Ship sunk by Houthis poses environmental risk: US military

A ship attacked by Yemen's Houthi rebels has sunk in the Red Sea after days of taking on water, officials have said, the first vessel to be fully destroyed as part of their campaign over Israel's war against Hamas in the Gaza Strip.

The fertilizer-laden cargo ship, which sank in the Gulf of Aden after it was damaged by missiles from Yemen's Hothi rebels, poses an environmental risk, the U.S. military also warned.

The Houthis claimed the Feb. 18 attack against the Rubymar, a cargo ship flying a Belizean flag and operated by a Lebanese firm, which transported combustible fertilizers.
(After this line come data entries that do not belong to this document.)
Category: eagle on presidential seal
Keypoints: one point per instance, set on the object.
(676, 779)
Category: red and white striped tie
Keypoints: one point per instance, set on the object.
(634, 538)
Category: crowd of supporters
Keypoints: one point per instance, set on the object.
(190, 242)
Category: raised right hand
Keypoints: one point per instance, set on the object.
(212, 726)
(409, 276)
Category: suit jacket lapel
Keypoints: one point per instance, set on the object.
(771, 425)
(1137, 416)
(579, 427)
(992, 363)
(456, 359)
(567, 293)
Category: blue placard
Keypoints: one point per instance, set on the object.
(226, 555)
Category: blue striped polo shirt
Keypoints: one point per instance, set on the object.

"The approximately 21,000 metric tons of ammonium phosphate sulfate fertilizer that the vessel was carrying presents an environmental risk in the Red Sea," CENTCOM said in a statement.

"As the ship sinks it also presents a subsurface impact risk to other ships transiting the busy shipping lanes of the waterway," it added.
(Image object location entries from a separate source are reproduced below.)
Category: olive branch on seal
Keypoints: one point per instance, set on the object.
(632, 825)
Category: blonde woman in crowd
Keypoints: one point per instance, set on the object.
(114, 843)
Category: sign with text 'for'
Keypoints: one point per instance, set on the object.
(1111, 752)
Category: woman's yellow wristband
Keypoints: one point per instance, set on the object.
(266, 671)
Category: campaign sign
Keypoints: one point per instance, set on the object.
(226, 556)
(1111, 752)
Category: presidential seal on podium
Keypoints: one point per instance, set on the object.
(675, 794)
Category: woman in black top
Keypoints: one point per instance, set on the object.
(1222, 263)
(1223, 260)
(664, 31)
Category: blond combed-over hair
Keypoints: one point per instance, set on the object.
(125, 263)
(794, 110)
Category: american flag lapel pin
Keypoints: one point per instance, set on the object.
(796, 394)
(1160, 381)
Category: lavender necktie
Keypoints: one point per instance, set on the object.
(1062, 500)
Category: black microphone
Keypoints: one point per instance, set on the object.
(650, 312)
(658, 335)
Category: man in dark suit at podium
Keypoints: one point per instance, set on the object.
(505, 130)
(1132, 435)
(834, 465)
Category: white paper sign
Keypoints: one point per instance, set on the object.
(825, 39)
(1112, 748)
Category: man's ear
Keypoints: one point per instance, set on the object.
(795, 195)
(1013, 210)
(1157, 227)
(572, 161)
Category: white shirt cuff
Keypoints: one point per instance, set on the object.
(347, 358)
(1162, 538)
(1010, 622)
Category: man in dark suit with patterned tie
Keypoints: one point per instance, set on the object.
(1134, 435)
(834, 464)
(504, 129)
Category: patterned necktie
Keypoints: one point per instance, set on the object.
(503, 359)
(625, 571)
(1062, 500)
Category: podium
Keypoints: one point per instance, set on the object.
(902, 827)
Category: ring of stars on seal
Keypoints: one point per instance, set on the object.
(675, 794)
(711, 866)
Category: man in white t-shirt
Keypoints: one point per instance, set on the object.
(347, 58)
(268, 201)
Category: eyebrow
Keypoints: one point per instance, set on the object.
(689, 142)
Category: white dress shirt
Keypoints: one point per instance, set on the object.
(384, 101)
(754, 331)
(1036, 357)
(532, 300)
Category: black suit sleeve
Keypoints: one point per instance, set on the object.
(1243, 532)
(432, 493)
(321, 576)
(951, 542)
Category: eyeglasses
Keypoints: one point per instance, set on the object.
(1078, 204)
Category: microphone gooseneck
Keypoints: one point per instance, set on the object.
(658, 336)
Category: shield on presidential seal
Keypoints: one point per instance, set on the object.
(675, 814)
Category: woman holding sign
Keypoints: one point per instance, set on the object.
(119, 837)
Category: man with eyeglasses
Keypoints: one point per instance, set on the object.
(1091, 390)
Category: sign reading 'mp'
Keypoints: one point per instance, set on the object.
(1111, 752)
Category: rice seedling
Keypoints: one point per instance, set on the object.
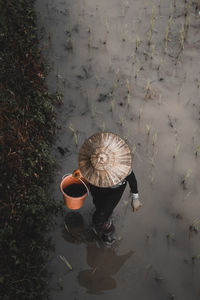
(148, 89)
(176, 151)
(148, 237)
(107, 26)
(133, 149)
(75, 135)
(140, 113)
(155, 138)
(137, 71)
(137, 43)
(170, 236)
(63, 258)
(167, 30)
(153, 18)
(124, 32)
(195, 258)
(89, 37)
(148, 127)
(186, 178)
(122, 121)
(152, 51)
(113, 102)
(160, 64)
(103, 127)
(60, 283)
(194, 226)
(197, 151)
(158, 278)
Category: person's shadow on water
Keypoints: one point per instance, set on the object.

Fuel oil appeared to be leaking from the vessel in satellite images shared by Maxar Technologies and published by AFP.

The TankerTrackers website said the sinking would "cause an environmental catastrophe in the [Yemeni] territorial waters and in the Red Sea."

Container shipping through the Red Sea dropped by around one-third in the first week of 2024 compared with the same period last year as Hothi attacks caused shipping companies to avoid the Suez Canal, according to the International Monetary Fund.

The vessel had departed the United Arab Emirates and was bound for the Bulgarian port of Varna.

Its crew abandoned the ship and evacuated to safety after it was hit by two missiles.